A look of hurt disbelief passed over her face. She wanted to speak, but he willed her to silence. She’d already sunk her poison. Another word could make the dose lethal. “I’m going to bed. You can see yourself out.”
She turned and walked out of the kitchen. He heard the front door open and close and felt the draft of her passing. Her perfume and the stale lasagna formed a malodorous partnership that drove him from the kitchen, up the stairs, and into his bed. There, alone, he lay on his back in the dark and remembered loving her.
“ ‘Where can I go from your Spirit? Where can I flee from your presence? If I go up to the heavens, you are there; if I make my bed in the depths you are there. If I rise on the wings of the dawn, if I settle on the far side of the sea—’ ”

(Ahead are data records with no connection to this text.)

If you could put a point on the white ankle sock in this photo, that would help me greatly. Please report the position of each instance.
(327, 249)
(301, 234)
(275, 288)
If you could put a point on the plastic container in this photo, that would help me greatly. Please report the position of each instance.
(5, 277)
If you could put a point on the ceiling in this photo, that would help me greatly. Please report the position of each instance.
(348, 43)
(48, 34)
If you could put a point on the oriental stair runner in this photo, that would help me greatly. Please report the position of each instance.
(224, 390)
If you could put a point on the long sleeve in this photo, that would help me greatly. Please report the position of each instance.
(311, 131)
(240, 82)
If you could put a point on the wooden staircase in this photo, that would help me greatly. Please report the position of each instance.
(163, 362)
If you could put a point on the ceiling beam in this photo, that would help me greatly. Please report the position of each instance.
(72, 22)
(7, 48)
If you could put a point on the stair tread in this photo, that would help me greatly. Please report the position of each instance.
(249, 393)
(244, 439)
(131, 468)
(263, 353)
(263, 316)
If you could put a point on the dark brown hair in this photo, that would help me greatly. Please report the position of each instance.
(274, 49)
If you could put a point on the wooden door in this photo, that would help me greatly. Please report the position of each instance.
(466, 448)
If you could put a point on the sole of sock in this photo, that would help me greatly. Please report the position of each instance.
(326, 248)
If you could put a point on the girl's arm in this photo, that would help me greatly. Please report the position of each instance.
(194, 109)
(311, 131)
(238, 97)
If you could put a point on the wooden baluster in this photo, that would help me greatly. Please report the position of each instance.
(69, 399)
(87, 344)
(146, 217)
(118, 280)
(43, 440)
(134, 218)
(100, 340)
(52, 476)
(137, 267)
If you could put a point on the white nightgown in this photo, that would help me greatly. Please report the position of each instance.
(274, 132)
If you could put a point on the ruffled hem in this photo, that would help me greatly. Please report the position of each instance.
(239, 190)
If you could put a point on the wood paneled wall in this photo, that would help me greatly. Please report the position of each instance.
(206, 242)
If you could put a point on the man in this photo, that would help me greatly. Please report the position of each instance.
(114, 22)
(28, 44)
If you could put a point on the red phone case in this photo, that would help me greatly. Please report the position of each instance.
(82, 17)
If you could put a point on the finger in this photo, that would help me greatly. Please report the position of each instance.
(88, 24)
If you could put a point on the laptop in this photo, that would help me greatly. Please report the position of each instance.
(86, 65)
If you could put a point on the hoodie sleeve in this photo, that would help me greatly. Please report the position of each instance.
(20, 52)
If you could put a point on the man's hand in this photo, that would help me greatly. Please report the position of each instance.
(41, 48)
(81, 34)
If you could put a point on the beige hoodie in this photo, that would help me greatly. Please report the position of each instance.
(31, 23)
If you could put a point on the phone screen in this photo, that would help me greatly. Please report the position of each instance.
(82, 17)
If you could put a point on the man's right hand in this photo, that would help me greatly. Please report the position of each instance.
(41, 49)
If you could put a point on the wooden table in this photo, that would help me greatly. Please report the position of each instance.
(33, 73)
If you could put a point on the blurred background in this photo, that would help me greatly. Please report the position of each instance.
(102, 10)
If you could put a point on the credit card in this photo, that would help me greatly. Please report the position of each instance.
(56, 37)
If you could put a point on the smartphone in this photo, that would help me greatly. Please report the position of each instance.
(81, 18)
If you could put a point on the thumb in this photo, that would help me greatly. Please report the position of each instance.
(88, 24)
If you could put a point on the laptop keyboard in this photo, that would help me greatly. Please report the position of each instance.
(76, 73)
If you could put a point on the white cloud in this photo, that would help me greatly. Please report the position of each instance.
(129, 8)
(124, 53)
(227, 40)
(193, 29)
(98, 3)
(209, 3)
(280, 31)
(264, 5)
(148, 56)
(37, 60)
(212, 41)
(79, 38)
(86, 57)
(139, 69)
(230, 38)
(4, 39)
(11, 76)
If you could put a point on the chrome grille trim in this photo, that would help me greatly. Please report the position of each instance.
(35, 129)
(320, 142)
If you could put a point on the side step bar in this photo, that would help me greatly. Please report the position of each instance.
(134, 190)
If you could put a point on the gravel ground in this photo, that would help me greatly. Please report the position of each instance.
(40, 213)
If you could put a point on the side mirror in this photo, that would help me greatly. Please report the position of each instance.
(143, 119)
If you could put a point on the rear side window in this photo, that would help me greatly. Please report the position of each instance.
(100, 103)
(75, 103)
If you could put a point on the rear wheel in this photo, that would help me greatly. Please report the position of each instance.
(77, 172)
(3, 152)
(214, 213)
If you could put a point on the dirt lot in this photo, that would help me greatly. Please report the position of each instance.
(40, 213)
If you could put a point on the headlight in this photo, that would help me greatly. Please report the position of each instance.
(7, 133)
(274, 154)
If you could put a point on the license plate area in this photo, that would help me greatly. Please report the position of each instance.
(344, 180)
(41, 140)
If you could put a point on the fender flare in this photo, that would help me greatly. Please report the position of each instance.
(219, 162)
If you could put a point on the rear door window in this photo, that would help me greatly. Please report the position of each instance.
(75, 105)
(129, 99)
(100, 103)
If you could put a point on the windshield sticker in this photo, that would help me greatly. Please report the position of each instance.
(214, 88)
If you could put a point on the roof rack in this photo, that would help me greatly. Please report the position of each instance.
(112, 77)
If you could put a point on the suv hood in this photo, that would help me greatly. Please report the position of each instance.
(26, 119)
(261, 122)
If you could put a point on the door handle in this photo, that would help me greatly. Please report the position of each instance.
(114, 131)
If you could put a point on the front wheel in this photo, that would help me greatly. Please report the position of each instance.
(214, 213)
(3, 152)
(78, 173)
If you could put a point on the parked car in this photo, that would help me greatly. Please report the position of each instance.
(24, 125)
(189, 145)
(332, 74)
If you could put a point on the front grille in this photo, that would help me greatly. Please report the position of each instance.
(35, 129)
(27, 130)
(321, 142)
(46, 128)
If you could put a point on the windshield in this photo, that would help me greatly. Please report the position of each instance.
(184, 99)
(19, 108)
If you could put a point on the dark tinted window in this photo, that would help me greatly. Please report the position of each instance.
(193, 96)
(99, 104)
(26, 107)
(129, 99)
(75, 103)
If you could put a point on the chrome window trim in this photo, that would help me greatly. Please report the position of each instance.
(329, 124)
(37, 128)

In a whisper Rob joined in with Gentry. “ ‘Even there your hand will guide me, your right hand will hold me fast.’ ”
Her eyes jerked open. “Uncle Rob.”
He smiled, taking her, and the light, and the blessed quiet into his soul. No more pounding roar. No damp shelf. Dark thoughts and doubts had fled. He was in the land of the living. Barely, though, judging by his struggle to draw breath enough to speak.
“Guess you found me.” He’d meant it thankfully, but her eyes brimmed with tears.
“I’m so sorry.”
He didn’t know what for, but he was too tired to ask. He managed a faint thank-you, then drifted back to sleep.
The next time he awakened, Gentry was there again, her smile brighter than the light blazing in the window, yet there was something forced about it, in a way she never was, even on stage. She straightened in the chair beside the bed. “Like your new room?”
Anything would be heaven after the cave. “Like it fine.” His voice rasped, but it was a little easier to talk than the last time.
“I special-ordered the view.” Again the smile that took her face by force.
He looked at her with deep affection. “The view’s great.” He raised his fingers, and she took his hand like the daughter he imagined her. And then, because he knew her so well, he asked, “Gentry, what’s wrong?”
The smile slipped away. Her fingers tightened on his. Maybe his battle had been closer than he realized, but they were both there, alive, even if his body felt like lead. He tried to raise his head, but that wasn’t a good choice.
He gathered his strength and said, “Are you all right?”
She swallowed. “Mostly. I hit my head under the falls and still can’t remember some things.” Tears filled her eyes. “Uncle Rob, I didn’t know you were there. I didn’t even know who I was. But if I’d gone to the police at once …”
He was getting the picture. All those days in the cave.
“I can’t tell you how awful I feel.”
“Honey, don’t.” He squeezed her fingers. “Don’t blame yourself.” He knew what was going through her head. If only she’d known, thought, acted differently. She’d had enough of that.
“Uncle Rob.” She drew a jagged breath. “You were out there so long, your leg got infected.”
He must be doped not to feel it. He tried to look down his body.
Her grip tightened. “They had to take it off above the knee.”
He couldn’t have heard her right. But the look on her face said he did. When he struggled again, she raised the bed up a little so he could see past his chest. One leg was under the sheet; the other, tightly wrapped, was only a stump.